Doorgaan naar inhoudsopgave

’Red uzelf en hen die naar u luisteren’

’Red uzelf en hen die naar u luisteren’

’Red uzelf en hen die naar u luisteren’

„Schenk voortdurend aandacht aan uzelf en aan uw onderwijs. . . . Door dit te doen, zult gij zowel uzelf redden als hen die naar u luisteren.” — 1 TIMOTHEÜS 4:16.

1, 2. Waardoor worden ware christenen bewogen door te gaan met hun levensreddende werk?

IN EEN geïsoleerd dorp in het noorden van Thailand probeert een echtpaar, beiden getuigen van Jehovah, hun pasverworven taalvaardigheid uit op leden van een bergstam. Teneinde het goede nieuws van Gods koninkrijk met de dorpelingen te delen, is het echtpaar onlangs de Lahu-taal gaan leren.
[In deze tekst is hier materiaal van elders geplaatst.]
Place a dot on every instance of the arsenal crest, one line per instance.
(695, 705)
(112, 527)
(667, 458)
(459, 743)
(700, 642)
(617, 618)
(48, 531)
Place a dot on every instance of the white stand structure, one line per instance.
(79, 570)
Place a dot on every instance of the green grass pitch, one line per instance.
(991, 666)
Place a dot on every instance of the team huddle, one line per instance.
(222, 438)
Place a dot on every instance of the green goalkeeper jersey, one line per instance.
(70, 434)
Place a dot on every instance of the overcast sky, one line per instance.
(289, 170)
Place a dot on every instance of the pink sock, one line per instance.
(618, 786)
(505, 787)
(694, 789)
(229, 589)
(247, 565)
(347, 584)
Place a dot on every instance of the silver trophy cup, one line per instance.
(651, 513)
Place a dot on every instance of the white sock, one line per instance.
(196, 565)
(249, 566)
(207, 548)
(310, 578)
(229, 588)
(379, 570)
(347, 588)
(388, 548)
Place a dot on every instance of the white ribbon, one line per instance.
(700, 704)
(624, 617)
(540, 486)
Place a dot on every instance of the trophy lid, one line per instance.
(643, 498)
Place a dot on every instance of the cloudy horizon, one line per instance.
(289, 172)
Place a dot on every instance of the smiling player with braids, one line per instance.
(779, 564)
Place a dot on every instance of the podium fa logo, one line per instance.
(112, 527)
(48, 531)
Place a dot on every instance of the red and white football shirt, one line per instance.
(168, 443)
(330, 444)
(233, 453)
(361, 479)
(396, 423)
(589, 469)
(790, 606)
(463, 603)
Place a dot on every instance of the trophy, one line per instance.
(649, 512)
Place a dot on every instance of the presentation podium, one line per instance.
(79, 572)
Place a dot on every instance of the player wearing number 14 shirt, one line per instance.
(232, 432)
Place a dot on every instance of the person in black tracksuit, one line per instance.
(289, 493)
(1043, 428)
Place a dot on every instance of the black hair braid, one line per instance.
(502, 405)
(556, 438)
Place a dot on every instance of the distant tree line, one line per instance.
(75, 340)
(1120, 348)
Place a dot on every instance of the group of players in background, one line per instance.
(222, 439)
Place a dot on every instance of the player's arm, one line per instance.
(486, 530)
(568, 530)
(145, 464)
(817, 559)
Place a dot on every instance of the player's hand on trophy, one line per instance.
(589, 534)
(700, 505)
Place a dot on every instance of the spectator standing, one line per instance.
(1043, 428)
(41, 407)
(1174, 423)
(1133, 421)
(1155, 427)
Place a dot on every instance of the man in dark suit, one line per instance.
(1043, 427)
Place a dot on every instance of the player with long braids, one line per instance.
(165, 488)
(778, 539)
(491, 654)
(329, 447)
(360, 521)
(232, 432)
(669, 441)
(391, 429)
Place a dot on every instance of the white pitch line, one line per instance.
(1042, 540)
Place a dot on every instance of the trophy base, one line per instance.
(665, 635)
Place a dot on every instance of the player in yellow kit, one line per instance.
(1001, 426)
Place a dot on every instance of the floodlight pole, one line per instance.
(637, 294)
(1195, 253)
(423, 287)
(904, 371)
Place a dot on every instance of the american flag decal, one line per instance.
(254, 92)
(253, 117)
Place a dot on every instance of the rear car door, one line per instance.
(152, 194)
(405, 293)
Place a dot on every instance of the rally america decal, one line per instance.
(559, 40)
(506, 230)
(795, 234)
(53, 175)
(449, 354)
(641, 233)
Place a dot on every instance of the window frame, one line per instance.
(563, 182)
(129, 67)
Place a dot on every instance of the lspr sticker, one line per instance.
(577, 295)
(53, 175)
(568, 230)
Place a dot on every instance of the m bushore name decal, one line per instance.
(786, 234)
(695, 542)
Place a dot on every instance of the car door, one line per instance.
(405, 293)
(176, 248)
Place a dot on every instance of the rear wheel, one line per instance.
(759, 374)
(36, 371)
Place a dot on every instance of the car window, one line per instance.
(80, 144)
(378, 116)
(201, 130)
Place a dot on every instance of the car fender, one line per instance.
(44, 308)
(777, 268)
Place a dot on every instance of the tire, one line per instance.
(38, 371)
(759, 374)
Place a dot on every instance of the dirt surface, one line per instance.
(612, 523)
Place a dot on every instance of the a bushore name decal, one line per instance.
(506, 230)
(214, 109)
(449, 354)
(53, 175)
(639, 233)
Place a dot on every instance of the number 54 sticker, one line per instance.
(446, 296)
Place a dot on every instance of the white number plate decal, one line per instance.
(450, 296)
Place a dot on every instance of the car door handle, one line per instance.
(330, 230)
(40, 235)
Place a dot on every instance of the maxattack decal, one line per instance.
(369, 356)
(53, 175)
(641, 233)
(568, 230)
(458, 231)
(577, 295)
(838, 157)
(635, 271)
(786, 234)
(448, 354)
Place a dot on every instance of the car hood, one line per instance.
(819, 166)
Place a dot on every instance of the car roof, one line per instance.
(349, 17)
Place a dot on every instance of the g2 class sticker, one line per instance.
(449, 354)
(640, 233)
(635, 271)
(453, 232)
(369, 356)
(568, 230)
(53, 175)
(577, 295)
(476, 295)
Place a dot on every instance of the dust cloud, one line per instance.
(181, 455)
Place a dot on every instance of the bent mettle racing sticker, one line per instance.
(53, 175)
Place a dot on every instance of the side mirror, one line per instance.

2 „Het is moeilijk de vreugde en voldoening te beschrijven die wij ondervinden wanneer wij onder deze interessante mensen werken”, legt de echtgenoot uit. „Wij voelen ons werkelijk betrokken bij de vervulling van Openbaring 14:6, 7 doordat wij blijde tijdingen bekendmaken ’aan elke natie en stam en taal’. Er zijn niet zo veel onbewerkte gebieden meer waar het goede nieuws nog niet is doorgedrongen en dit is beslist een daarvan. Wij hebben bijna meer bijbelstudies dan wij kunnen behartigen.” Het is duidelijk dat dit echtpaar niet alleen zichzelf hoopt te redden maar ook degenen die naar hen luisteren. Hopen wij als christenen niet allemaal hetzelfde?

„Schenk voortdurend aandacht aan uzelf”

3. Wat moeten wij eerst doen om anderen te redden?

3 De apostel Paulus gaf aan Timotheüs de raad: „Schenk voortdurend aandacht aan uzelf en aan uw onderwijs”, en dit geldt voor alle christenen (1 Timotheüs 4:16). Ja, om anderen te helpen redding te verkrijgen, moeten wij eerst aandacht aan onszelf schenken. Hoe kunnen wij dit doen? Allereerst moeten wij waakzaam blijven met betrekking tot de tijd waarin wij leven. Jezus gaf een samengesteld teken opdat zijn volgelingen zouden weten wanneer „het besluit van het samenstel van dingen” was gekomen. Toch zei Jezus ook dat wij niet precies zouden weten wanneer het einde zou komen (Mattheüs 24:3, 36). Hoe dienen wij op dat feit te reageren?

4. (a) Welke houding moeten wij aannemen ten opzichte van de tijd die dit samenstel rest? (b) Welke houding dienen wij te vermijden?

4 Een ieder van ons zou zich kunnen afvragen: ’Gebruik ik de tijd die dit samenstel nog rest om mijzelf te redden en hen die naar mij luisteren? Of denk ik: „Aangezien wij niet precies weten wanneer het einde zal komen, ga ik mij daar niet druk om maken”?’ De laatste houding is gevaarlijk. Ze is rechtstreeks in strijd met Jezus’ vermaning: ’Toont u gereed, want de Zoon des mensen komt op een uur waarvan gij het niet hebt gedacht’ (Mattheüs 24:44). Dit is beslist niet de tijd om ons enthousiasme te verliezen voor Jehovah’s dienst of naar de wereld te kijken voor zekerheid of voldoening. — Lukas 21:34-36.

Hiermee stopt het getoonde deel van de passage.